The police officers were sent on behalf of the Capitol Police to the Los Angeles home of Ryan Wentz, an anti-war activist and producer for the online viral program, Soapbox, on April 8.
AOC denies any involvement, however many are asking who initiated the phone call to the Capitol Police.
Wentz said that as he waited for food delivery at his home in Los Angeles on April 8, he heard two men calling his name from over his front gate. When he approached, he realized they were not delivery drivers, but police officers flashing badges of the California Highway Patrol.
The cops informed Wentz that they had received a call from the Capitol Police, the federal law enforcement agency tasked with protecting the US Congress, about a tweet he had sent that allegedly threatened Rep. Alexandria Ocasio-Cortez.
Wentz told The Grayzone, “The officers said, ‘We got a warning about a sitting member of Congress. And it was because of your tweet, which tagged them in it. And then they just wouldn’t back down from this accusation that I threatened to kill her.”
The Twitter user, who goes by @queeralamode, is demanding answers from police and the congresswoman on why he was tracked down at home on Thursday. He said the experience left him “shaken up” and “feel[ing] very unsafe in my home right now.”
A spokeswoman for Ocasio-Cortez said the congresswoman did not request the investigation.
“No, we did not report him,” spokeswoman Lauren Hitt told Fox News on Friday. “We asked Capitol Police last night to look into what happened here and are awaiting additional information.”
The Twitter user, @queeralamode, does not list a name on the profile but describes himself as a co-host of two podcasts. But the user posted a letter about the incident from his purported employer, Maffick LLC, that identified him as Ryan Wentz. (Twitter has labeled Maffick as Russia state-affiliated media).
(1/X) I’m really shaken up right now. I was just visited by two plainclothes police officers from California Highway Patrol at my home. They said they came here on behalf of the Capitol Police and accused me of threatening @AOC on Twitter yesterday. This is provably false. pic.twitter.com/NGR8KViy93
— Human Rights Watch Watcher (@queeralamode) April 8, 2021
The user also tweeted an article about the encounter with police from thegrayzone.com that also identified @queeralamode as Ryan Wentz, “an anti-war activist” and producer for the online program Soapbox.
The user did not immediately respond to a Twitter message from a Fox News reporter.

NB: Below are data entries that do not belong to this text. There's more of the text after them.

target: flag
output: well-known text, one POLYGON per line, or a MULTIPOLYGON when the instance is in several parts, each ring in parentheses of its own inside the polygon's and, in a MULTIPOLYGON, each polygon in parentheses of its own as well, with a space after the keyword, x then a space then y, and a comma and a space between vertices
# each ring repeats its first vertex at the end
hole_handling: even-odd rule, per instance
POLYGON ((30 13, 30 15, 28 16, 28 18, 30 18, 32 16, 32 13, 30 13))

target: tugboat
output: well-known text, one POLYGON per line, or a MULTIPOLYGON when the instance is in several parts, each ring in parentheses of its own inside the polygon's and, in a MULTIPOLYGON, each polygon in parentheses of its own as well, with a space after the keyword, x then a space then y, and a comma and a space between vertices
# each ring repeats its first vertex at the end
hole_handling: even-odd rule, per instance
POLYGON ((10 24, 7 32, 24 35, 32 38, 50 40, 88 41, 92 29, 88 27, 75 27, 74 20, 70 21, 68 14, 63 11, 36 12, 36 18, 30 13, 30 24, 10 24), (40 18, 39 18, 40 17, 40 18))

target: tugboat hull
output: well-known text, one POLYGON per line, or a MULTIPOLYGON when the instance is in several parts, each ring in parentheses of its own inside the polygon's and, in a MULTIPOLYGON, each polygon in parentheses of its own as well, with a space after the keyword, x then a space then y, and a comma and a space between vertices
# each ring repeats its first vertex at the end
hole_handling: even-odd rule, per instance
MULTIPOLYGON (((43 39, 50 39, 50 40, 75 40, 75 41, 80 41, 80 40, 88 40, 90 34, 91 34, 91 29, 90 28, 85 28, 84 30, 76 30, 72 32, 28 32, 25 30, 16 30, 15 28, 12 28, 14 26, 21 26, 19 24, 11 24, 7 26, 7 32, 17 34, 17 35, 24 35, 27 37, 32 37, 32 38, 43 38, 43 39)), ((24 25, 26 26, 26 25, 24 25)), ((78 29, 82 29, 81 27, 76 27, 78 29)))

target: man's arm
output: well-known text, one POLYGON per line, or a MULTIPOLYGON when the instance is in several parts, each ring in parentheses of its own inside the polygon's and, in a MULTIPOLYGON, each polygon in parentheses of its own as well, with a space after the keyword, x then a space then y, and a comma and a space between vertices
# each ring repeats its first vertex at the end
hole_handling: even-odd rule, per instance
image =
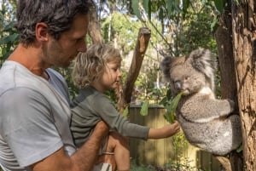
POLYGON ((88 141, 73 155, 67 157, 62 147, 31 168, 33 171, 90 171, 98 157, 102 140, 108 133, 107 124, 100 122, 88 141))

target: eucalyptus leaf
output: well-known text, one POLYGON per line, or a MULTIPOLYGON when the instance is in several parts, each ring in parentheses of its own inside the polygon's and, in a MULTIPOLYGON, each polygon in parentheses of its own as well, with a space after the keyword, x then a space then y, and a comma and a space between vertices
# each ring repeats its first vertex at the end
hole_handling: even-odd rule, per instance
POLYGON ((143 117, 148 116, 148 105, 149 105, 148 100, 145 100, 142 105, 141 111, 140 111, 142 116, 143 117))
POLYGON ((141 12, 139 9, 139 0, 131 0, 131 8, 134 14, 140 20, 143 20, 141 12))
POLYGON ((169 104, 166 106, 166 112, 165 113, 165 118, 168 123, 174 123, 176 120, 176 109, 177 106, 177 104, 183 95, 183 92, 177 94, 172 100, 170 100, 169 104))

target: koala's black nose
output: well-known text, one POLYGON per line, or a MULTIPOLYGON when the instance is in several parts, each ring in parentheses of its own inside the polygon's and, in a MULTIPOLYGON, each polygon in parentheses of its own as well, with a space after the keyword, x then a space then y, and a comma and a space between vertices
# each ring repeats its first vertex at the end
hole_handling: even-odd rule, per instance
POLYGON ((180 90, 182 87, 182 83, 180 81, 177 81, 174 83, 175 89, 180 90))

In his Twitter posts, the podcaster argued that a seemingly non-controversial tweet he made about Ocasio-Cortez’s “incredibly underwhelming” response to a question on Palestine-Israel policy sparked the knock at his door from California Highway Patrol.
“I shouldn’t be harassed by police for critiquing her politics,” @queeralamode tweeted in response to the police encounter.

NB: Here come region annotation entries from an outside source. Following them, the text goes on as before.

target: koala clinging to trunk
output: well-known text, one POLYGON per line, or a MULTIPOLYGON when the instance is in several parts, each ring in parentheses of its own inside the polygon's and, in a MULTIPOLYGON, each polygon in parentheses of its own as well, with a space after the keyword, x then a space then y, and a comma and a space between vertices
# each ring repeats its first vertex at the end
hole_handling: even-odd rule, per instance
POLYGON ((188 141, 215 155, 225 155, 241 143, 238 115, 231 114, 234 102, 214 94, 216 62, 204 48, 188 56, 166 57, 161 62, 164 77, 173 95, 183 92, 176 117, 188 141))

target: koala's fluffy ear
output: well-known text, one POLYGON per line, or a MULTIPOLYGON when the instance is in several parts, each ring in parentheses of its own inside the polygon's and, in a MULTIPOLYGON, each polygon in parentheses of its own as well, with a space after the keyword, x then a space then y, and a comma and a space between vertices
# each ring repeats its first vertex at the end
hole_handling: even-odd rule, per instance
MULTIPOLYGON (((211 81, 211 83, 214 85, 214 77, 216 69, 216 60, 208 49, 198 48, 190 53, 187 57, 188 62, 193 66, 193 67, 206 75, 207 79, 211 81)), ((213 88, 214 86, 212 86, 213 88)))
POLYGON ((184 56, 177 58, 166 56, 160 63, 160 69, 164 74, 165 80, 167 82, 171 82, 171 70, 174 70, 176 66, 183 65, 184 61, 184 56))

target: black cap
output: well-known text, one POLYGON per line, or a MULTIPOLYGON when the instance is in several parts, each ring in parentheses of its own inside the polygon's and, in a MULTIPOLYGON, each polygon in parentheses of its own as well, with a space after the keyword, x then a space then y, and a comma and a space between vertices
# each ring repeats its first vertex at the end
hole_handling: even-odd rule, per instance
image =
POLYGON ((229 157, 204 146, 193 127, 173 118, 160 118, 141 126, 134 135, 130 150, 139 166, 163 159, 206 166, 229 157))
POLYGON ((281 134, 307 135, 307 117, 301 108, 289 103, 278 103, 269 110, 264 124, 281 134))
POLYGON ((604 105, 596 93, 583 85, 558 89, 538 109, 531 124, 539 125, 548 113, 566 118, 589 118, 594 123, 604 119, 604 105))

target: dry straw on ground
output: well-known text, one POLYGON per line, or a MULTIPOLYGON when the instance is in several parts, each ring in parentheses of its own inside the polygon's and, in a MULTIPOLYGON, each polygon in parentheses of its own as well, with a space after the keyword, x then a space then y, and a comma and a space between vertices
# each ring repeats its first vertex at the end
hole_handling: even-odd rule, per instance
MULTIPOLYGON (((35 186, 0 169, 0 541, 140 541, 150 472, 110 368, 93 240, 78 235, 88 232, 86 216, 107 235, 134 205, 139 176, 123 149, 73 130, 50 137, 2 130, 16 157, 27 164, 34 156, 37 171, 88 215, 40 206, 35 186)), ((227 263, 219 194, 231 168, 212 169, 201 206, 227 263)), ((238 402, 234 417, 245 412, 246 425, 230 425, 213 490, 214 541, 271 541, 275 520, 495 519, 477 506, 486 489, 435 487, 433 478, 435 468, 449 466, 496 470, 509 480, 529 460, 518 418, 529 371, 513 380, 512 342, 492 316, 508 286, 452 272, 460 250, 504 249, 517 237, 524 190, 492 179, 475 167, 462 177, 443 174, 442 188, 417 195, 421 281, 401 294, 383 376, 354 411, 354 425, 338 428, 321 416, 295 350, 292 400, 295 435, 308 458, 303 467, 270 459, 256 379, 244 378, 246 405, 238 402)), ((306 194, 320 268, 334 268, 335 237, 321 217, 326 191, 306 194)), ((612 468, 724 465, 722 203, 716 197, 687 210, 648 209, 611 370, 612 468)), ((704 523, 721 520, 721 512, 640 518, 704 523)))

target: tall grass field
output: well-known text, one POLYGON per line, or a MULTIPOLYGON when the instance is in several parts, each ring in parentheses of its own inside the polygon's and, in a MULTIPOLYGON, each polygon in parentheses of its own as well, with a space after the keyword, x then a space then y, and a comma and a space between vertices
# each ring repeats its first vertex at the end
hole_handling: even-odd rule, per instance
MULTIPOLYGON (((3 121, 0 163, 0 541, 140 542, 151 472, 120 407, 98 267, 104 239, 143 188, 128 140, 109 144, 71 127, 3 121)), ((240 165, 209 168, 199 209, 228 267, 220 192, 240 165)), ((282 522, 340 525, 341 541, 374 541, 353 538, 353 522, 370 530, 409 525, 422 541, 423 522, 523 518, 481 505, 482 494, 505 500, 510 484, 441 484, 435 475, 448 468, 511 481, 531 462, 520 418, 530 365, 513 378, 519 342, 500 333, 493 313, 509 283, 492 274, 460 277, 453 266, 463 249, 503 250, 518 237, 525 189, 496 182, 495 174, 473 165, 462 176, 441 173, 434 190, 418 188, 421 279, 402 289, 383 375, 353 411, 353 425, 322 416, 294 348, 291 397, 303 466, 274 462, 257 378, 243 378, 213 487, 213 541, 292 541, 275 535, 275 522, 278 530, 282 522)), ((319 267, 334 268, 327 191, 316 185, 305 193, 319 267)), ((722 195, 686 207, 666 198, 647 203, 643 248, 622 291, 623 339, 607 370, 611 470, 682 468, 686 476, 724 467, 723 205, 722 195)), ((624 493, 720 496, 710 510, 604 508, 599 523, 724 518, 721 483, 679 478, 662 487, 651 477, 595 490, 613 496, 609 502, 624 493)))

The California Highway Patrol told Fox News it often assists other law enforcement agencies, including the Capitol Police when requested to help out in an investigation. They directed any questions to the Capitol Police, which is in charge of security for members of Congress.
The Capitol Police confirmed to Fox News that the Ocasio-Cortez did not flag any tweets from @queeralamode as threatening and police started this investigation as part of its regular effort to monitor threats.
“USCP investigates all threats that are reported by Congressional offices. The Department also monitors open and classified sources to identify and investigate threats,” the Capitol Police said in a statement to Fox News.
“This is the standard operating procedure for the Department. As it pertains to this incident, the Congresswomen did not request that USCP initiate an investigation.”
A Capitol police official further clarified that the podcaster came on their radar not for the tweet on Ocasio-Cortez’s Israel policy or anything else that he wrote. Rather, the Californian was tagged in a tweet authored by another user that was deemed threatening.
“They were tagged in a tweet that was perceived as threatening that prompted us to look into this,” the United States Capitol Police official told Fox News.
After the incident post has been taken down from Twitter.
“Obviously as you can imagine, anytime there’s anything that could be a perceived threat, we’re going to talk to everybody involved, whether they’re directly involved or indirectly involved,” the authorities said.